If the moratorium on grain imports from Ukraine expires on September 15, Hungary, Romania, Bulgaria and Slovakia will extend restrictions on the import of Ukrainian agricultural products at the national level. Hungarian Agriculture Minister Istvan Nagy announced this on September 13.
“We agreed with our Romanian, Bulgarian and Slovak colleagues that if there is no decision from Brussels to extend the moratorium, we will continue individually within the framework of national competencies. We would like to coordinate this process,” Nagy noted in a video message on his Facebook page (owned by the Meta company, which is recognized as extremist and banned in the Russian Federation).
He also added that the import ban will not apply to four products, but a more expanded list of them will be presented.
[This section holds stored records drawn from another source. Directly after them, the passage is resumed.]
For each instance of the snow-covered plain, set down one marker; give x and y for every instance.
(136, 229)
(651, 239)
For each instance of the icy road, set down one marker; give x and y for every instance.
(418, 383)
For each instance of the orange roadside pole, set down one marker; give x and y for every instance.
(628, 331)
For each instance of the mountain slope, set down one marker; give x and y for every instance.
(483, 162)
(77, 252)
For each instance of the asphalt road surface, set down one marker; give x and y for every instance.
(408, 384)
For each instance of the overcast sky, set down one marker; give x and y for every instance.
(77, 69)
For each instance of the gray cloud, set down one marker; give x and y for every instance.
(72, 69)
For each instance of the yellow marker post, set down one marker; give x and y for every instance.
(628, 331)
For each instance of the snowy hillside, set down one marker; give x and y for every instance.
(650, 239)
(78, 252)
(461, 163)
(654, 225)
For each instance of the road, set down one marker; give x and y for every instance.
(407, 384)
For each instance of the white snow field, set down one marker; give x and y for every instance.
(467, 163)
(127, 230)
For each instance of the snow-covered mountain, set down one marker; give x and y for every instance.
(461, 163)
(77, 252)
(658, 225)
On May 2, the European Commission banned the export of Ukrainian grain to five Eastern European countries until June 5. At the same time, it left grain transit to other EU countries allowed. Bulgaria, Hungary, Poland and Slovakia, in turn, pledged to cancel unilateral measures regarding products coming from Ukraine. At the beginning of July, the European Union extended restrictions on the import of these products until September 15.
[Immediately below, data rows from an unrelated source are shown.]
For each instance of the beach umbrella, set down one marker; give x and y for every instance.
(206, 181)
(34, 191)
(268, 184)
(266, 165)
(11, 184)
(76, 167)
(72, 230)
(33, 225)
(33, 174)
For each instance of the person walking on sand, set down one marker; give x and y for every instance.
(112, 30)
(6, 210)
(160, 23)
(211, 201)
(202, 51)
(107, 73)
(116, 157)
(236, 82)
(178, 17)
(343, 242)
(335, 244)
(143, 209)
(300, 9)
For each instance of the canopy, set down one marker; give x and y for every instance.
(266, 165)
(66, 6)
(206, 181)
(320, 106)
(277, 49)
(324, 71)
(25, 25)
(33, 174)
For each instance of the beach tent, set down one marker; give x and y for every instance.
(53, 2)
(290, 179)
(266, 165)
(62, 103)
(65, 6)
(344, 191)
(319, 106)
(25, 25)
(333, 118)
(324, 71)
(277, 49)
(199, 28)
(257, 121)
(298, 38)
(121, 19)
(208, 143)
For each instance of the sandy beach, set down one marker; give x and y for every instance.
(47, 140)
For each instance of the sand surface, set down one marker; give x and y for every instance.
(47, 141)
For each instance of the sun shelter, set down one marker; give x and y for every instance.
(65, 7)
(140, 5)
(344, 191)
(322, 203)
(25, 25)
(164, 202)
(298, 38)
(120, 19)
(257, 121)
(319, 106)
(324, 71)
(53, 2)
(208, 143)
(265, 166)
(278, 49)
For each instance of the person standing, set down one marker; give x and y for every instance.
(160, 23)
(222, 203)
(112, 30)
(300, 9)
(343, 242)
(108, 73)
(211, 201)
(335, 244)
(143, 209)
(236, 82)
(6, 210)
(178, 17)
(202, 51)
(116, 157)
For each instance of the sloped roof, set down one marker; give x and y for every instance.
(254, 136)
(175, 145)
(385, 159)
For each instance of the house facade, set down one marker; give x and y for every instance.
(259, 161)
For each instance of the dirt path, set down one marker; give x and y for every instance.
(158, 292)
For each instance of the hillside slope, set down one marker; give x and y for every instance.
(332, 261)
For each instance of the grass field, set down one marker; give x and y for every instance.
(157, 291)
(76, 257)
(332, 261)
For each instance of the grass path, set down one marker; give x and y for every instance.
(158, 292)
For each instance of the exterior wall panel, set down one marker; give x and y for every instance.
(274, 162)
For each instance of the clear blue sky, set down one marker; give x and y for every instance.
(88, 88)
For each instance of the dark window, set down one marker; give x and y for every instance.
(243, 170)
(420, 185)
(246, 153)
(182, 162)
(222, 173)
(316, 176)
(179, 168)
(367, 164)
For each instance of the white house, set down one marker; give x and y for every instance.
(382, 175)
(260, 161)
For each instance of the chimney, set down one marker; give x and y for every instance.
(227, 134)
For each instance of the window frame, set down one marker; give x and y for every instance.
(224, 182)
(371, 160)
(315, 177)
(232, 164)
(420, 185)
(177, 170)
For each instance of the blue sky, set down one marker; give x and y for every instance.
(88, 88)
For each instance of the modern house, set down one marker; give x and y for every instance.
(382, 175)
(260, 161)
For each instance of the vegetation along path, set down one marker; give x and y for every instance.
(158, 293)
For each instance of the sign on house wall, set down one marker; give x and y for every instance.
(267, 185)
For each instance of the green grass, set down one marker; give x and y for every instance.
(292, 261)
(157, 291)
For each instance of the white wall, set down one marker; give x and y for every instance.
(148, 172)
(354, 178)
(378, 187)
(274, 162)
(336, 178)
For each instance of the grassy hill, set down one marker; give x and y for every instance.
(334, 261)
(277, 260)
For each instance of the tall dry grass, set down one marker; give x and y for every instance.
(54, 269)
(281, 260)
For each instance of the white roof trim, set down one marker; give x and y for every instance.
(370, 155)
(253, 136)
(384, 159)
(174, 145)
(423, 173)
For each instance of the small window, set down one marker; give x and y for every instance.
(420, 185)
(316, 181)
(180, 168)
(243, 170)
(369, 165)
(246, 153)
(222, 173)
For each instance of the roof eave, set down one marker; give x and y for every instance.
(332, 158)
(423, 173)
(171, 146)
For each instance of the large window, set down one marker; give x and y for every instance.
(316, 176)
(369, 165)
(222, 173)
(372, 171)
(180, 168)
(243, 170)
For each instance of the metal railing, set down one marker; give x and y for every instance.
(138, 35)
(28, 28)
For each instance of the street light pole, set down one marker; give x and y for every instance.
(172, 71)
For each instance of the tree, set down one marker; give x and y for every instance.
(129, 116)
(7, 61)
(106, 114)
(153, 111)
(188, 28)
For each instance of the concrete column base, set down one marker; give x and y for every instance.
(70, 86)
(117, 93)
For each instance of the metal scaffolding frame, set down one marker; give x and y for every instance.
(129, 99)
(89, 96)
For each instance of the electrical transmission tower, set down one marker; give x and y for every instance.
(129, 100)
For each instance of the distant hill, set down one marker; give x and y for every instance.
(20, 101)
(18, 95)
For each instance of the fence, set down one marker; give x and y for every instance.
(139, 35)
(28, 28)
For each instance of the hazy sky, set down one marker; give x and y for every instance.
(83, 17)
On August 14, Polish President Andrzej Duda said that Poland would defend its interests in the issue of supplies of Ukrainian grain and stand guard over the interests of the republic. Duda noted that Poland will not agree to lift the blockade of Ukrainian grain, which will expire on September 15.
On September 6, Ukrainian President Vladimir Zelensky, in an address to the summit of countries participating in the Three Seas Initiative, stated that Ukraine is categorically against any further restrictions on grain exports. He stated that if it becomes necessary to fight for Ukraine and the foundations of “our common Europe” in arbitrations, he will be ready to go to court.